The course has been developed by CITB’s National Construction College and building consultancy Edwards Hart and is independently accredited by the SQA which is internationally recognised.
It’s the only course of its type with a recognised qualification and participants will receive a Level 3 award upon satisfactory completion.
The course is suitable for anyone who has involvement with pre 1919 traditional buildings and includes architects, surveyors, contractors, consultants and clients as well as conservation officers, building control officers and others.
The Edwards Hart team is led by John Edwards, formerly of English Heritage and Cadw, who initiated and led the Welsh Governments first live energy efficiency research project involving traditional buildings. According to John Edwards: “It’s all about expertise and this project brought together a small team of experts from around the UK to capture the very latest research, practice, guidance and decision making tools to develop a unique learning resource”. John added: “This has been eighteen months in the making and I am proud to be the one who delivers this important and unique training across the UK in something it is desperately required”.

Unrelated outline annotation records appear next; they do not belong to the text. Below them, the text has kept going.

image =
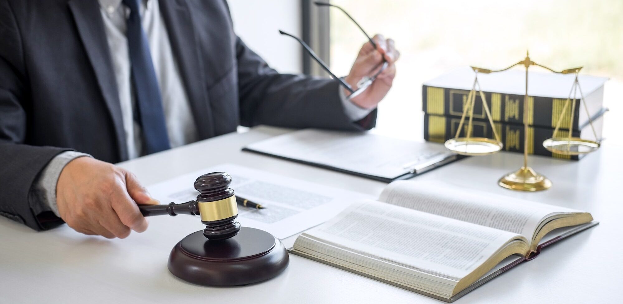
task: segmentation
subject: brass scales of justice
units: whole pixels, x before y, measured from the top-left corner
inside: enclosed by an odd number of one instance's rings
[[[530,65],[536,65],[548,70],[554,73],[559,74],[575,74],[575,80],[571,86],[571,91],[569,92],[569,97],[564,103],[563,110],[558,118],[556,128],[554,129],[552,137],[543,141],[543,146],[548,151],[563,155],[579,155],[592,152],[599,149],[600,141],[595,131],[595,128],[592,125],[592,120],[587,110],[586,102],[584,101],[584,94],[580,88],[579,82],[578,77],[582,67],[568,69],[561,72],[557,72],[547,67],[538,64],[530,60],[529,54],[526,52],[526,58],[523,60],[517,62],[506,69],[502,70],[490,70],[476,67],[470,67],[475,73],[473,84],[472,90],[467,95],[467,99],[464,102],[463,114],[461,115],[461,120],[457,128],[457,132],[454,138],[450,139],[445,142],[445,147],[453,152],[468,156],[488,155],[495,153],[501,150],[503,146],[500,139],[500,135],[496,130],[493,125],[493,119],[491,118],[491,112],[489,111],[489,107],[487,104],[487,99],[485,94],[480,88],[480,84],[478,81],[478,74],[490,74],[502,72],[508,70],[517,65],[523,65],[526,68],[526,92],[523,99],[523,166],[518,170],[511,172],[498,181],[500,186],[513,190],[525,191],[538,191],[545,190],[551,187],[551,181],[542,174],[539,174],[531,168],[528,166],[528,120],[527,113],[528,112],[528,69]],[[493,138],[487,138],[485,137],[473,137],[472,133],[473,131],[472,118],[473,118],[473,106],[476,100],[476,88],[478,87],[478,93],[482,102],[482,107],[485,110],[489,124],[493,130]],[[577,102],[577,93],[579,92],[581,102],[584,105],[584,109],[586,110],[586,115],[588,116],[589,123],[592,130],[593,135],[595,136],[595,141],[582,139],[579,137],[574,137],[573,133],[573,118],[575,112],[576,103]],[[573,98],[571,96],[573,95]],[[571,103],[571,108],[568,114],[567,109],[569,104]],[[467,131],[465,136],[460,137],[461,131],[463,125],[465,124],[465,116],[468,115]],[[568,135],[565,136],[560,135],[560,127],[561,122],[564,118],[564,115],[569,115],[569,127],[568,128]]]

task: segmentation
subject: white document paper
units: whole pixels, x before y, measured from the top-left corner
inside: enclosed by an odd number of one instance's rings
[[[287,158],[393,179],[454,154],[443,145],[376,134],[305,129],[252,143],[247,148]]]
[[[238,206],[244,227],[265,230],[284,239],[328,221],[352,202],[371,198],[359,192],[326,187],[233,164],[224,164],[178,176],[148,187],[161,204],[196,199],[193,183],[199,176],[222,171],[232,176],[229,186],[237,196],[266,209]],[[198,221],[198,219],[197,219]]]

The project was initiated by the Construction Industry Training Board who spotted a gap in knowledge and skills in retrofitting traditional buildings and their Project Manager Bill Brown said: “With a quarter of our building stock traditionally built we owe it to the country to make sure that we are equipped to properly treat this valuable resource and make sure that retrofitting is money well spent”. Bill added: “Only with the right knowledge and skills deployed at the very beginning and through to work implementation can we be assured that we are not taking undue risks with unintended consequences, which includes possible impacts on the health of occupants”.
This course is unique in that it provides a qualification at the end of it, independently accredited by the Scottish Qualification Authority. Bill Brown continued: “CITB is making sure that this is good quality training based on the most up to date and relevant knowledge, delivered by experts who are also qualified trainers and educators”.
This initiative is also supported by the National Trust, who are responsible for many of the UK’s finest mansions but also thousands of small dwellings. Rory Cullen of the Head of Buildings at the National Trust said: “this is a very welcome course on retrofit, as it develops learners’ knowledge so they can understand how sustainability can be appropriately built in to our heritage. It will provide a recognised qualification which should go a long way towards improving the efficiency of our traditional and historic buildings whilst protecting their aesthetic quality”.
As well understanding traditional buildings of different types and age it will also cover thermal performance and energy and efficiency assessments, the impact of installing of energy efficiency measures and the range of energy efficiency systems and measures available.
The Environment Study Centre will deliver these courses in England, Wales, Scotland and Northern Ireland.